At the same time, I tell them to be ready for the consequences in the family.
There are two things I would like to stress upon: Parents will try to blackmail you in case you confront them. The father might stop talking and the mother will threaten emotionally. They must be prepared to detach themselves from their family.
The other thing I would say is to be financially independent. This can only be achieved through a good education. It is very likely that your family will throw you out when you tell them. Hence, one must be financially independent in order to fend for oneself.
Q. You wanted to adopt a child.
Answer: I prefer animal babies than human ones. I have rescued 3 cats and 3 dogs and they are my children now.
Q. What activities has your trust undertaken for helping those suffering the economic consequences of COVID-19?
It is not the first time that the trust is engaged in such a cause.
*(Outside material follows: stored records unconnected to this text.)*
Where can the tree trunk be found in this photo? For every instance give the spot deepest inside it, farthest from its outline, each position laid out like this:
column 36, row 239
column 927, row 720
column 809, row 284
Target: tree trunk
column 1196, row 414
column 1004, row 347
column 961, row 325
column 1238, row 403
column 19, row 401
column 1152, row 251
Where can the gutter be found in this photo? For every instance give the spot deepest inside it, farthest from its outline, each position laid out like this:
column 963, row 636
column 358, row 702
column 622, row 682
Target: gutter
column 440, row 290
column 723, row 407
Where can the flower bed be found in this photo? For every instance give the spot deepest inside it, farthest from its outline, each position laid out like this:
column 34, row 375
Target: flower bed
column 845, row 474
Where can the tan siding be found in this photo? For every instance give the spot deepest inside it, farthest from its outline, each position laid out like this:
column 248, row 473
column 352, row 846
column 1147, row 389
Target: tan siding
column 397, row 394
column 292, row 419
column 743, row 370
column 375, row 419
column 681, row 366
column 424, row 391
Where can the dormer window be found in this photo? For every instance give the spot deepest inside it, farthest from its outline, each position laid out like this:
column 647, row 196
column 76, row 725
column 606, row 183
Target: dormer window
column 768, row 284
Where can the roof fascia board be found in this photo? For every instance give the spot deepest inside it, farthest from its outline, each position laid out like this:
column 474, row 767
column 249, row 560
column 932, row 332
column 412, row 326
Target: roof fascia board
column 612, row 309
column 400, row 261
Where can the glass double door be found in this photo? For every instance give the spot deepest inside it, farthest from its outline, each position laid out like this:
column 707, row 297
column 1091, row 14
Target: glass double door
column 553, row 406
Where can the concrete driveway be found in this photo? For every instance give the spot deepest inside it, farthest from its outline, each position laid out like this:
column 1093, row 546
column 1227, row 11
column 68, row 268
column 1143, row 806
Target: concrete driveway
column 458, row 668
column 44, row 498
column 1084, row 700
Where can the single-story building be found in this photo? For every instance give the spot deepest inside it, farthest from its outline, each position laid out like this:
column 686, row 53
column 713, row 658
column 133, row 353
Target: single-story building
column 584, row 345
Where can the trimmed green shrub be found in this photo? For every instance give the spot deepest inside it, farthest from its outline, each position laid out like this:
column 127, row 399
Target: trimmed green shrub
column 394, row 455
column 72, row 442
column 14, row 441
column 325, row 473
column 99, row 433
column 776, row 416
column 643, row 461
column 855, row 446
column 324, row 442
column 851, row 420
Previously, they were actively engaged in aiding people during floods in Baroda and the earthquake in Kutchh .
This year, the transgender community provided ration (wheat flour, rice, pulses and sugar) and medical essentials (sanitisers, masks, sanitary pads, soap) to a large number of slum dwellers and poor people in Vadodara, Rajkot and Surat. The members personally went to each house and many transgender used their savings to help others despite the fact that the same people shame them.
Q. How many members do you have in the Trust?
Answer: There are no members. We term them as ‘Beneficiaries’. We have been able to touch upon the lives of more than 25,000 people of the LGBT community in Gujarat since it began operations. The trust is around 85 percent funded by the Gujarat government for prevention of HIV/AIDS. In addition to that, we receive grants from other NGOs and foundations dealing with related issues. The AIDS Healthcare Foundation funds us as well for HIV testing of the general population.
We also have a separate cell to deal with women related issues such as dowry, domestic violence and harassment.
The royal establishment at Rajpipla is privately funded. We also engage in a number of fund-raising programmes.
I am a regular visiting faculty at Gujarat National Law University, IIT-Gandhinagar, Karnavati University. The Trust is also engaged in a research project on LGBT with Pandit Deendayal Petroleum University. I visited PDPU 6-7 months ago for a guest lecture too. I am happy that such institutions are reaching out to us. This is a sign that there are people who actually want things to change for the better.